Relating homotopy equivalences to conservativity in dependent type theories with computation axioms
Matteo Spadetto
TL;DR
The paper addresses the problem of conservativity between extensional and propositional dependent type theories by leveraging homotopy-theoretic concepts. It develops a semantic framework based on categories with attributes and canonical homotopy equivalences to identify contexts and types up to homotopy, then constructs a quotient model that interprets an Extensional Type Theory exactly over a Propositional Theory restricted to h-sets. The main contributions are the introduction of canonical context/type equivalences, the construction of a semantic context category and its display maps, and the demonstration that Extensional Type Theory is conservative over Propositional Type Theory (augmented with UIP for the concluding step) for judgments about h-sets.

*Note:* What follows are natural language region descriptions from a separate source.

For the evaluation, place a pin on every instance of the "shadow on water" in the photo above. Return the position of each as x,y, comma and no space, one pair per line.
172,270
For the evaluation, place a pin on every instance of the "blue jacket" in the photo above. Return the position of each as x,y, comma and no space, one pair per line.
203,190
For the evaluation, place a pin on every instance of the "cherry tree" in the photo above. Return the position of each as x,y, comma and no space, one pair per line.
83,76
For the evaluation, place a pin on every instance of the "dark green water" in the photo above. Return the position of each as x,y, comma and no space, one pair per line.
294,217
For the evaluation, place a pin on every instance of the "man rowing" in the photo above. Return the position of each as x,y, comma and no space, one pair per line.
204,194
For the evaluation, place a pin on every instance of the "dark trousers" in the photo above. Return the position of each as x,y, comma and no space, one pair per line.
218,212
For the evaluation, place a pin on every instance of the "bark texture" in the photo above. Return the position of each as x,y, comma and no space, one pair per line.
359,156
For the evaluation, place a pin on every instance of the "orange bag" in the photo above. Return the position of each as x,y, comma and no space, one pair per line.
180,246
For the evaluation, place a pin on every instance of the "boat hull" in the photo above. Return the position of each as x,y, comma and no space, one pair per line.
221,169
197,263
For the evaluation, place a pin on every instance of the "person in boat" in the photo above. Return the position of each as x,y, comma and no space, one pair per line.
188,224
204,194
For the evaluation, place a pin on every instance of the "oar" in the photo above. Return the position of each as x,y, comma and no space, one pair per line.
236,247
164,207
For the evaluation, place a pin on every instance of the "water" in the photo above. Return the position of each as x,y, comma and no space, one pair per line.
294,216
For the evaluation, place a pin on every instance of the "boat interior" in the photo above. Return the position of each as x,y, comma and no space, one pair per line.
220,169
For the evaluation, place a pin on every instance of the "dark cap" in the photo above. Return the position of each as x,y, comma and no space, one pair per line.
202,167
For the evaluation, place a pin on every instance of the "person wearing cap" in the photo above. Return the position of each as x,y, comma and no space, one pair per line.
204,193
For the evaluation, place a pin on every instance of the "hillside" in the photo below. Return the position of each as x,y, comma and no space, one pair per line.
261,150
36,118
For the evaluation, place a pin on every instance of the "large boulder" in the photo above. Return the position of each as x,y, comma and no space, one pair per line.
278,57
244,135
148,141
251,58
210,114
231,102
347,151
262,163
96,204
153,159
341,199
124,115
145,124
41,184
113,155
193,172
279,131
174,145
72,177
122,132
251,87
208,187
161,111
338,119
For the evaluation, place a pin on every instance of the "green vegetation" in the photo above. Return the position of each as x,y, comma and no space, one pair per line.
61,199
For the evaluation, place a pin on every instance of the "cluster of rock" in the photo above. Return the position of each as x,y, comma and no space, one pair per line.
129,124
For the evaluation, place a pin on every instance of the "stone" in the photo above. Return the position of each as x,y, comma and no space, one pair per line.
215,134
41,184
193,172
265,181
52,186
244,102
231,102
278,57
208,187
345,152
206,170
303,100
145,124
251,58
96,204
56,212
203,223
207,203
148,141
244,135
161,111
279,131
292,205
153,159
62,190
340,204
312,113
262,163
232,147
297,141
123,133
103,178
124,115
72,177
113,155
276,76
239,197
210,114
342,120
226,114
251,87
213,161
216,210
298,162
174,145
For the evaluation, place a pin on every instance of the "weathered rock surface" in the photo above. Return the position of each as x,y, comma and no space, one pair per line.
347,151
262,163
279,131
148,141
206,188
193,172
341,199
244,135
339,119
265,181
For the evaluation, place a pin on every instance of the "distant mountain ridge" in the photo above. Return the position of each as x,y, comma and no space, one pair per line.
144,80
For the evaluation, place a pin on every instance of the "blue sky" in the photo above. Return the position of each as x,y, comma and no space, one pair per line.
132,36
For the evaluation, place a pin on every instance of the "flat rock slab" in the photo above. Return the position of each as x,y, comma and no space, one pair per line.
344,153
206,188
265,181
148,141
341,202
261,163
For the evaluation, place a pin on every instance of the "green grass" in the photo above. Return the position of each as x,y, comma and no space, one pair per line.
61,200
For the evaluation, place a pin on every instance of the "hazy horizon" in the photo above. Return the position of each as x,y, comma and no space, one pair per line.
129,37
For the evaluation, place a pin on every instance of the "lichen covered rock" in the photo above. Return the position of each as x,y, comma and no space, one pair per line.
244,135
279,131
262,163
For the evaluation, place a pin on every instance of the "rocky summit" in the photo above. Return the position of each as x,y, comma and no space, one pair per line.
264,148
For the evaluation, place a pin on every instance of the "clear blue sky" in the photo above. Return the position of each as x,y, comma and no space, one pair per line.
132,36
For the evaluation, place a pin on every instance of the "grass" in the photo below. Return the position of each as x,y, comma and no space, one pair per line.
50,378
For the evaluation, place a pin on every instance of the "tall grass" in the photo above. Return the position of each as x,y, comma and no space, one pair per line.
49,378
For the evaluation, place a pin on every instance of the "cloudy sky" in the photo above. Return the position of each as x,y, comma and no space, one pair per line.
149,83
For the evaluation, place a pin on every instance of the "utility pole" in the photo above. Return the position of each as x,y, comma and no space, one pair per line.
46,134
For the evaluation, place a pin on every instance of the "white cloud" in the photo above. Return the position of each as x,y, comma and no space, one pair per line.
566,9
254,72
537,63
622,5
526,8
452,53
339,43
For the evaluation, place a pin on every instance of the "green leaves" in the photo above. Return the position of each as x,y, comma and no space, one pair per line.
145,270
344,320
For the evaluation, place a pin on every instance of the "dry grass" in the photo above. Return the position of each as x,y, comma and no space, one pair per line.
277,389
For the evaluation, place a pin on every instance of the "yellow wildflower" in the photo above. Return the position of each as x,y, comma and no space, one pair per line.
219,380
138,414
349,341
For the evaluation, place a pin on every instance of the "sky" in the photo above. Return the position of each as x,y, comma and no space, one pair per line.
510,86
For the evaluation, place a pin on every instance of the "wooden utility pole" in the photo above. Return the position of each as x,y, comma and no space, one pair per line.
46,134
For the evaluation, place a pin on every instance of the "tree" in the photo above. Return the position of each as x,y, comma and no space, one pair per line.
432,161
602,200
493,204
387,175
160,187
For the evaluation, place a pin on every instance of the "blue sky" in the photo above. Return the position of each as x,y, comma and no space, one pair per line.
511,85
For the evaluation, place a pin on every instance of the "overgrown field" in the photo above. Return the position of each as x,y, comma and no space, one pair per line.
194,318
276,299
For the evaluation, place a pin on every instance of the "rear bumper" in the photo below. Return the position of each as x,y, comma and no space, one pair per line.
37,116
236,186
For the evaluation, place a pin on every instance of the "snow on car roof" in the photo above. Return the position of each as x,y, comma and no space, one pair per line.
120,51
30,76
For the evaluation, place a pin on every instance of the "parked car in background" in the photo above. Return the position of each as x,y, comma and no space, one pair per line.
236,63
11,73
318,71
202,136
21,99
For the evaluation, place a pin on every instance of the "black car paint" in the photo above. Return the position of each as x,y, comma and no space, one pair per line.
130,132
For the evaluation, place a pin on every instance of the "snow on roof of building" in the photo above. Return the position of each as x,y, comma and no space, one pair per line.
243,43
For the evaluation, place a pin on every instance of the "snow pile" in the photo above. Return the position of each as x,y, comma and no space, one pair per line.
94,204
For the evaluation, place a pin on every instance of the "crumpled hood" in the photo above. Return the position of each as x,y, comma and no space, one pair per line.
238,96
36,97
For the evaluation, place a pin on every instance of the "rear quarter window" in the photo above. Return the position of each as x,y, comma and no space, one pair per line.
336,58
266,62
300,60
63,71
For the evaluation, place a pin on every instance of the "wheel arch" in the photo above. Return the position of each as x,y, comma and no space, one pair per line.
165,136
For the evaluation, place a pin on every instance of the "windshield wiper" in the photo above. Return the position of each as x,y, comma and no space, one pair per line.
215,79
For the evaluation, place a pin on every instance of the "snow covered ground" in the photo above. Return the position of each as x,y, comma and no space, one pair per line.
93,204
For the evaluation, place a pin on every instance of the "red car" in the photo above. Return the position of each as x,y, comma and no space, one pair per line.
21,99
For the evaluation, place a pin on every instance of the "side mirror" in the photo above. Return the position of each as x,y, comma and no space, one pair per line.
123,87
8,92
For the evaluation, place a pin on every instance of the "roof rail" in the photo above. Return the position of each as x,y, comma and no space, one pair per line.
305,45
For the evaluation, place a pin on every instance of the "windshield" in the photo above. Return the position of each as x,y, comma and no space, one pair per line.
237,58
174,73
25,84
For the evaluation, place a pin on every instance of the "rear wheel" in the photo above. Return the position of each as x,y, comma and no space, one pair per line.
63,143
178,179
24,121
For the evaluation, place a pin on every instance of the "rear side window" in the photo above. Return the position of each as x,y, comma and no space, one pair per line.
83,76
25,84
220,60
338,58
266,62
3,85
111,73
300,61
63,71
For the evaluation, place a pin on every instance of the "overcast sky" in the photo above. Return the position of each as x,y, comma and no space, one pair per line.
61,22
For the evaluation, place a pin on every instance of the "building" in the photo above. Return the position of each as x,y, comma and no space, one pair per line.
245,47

This yields a semantic route to conservativity results in dependent type theories with propositional computation rules, linking extensional reasoning to a range of propositional judgments and offering a robust foundation for interpreting propositional type theories within an extensional framework. The results have implications for understanding equality, identity types, and computation rules in type-theoretic foundations and may inform formalizations in proof assistants and univalent foundations.
Abstract
We prove a conservativity result for extensional type theories over propositional ones, i.e. dependent type theories with propositional computation rules, or computation axioms, using insights from homotopy type theory. The argument exploits a notion of canonical homotopy equivalence between contexts, and uses the notion of a category with attributes to phrase the semantics of theories of dependent types. Informally, our main result asserts that, for judgements essentially concerning h-sets, reasoning with extensional or propositional type theories is equivalent.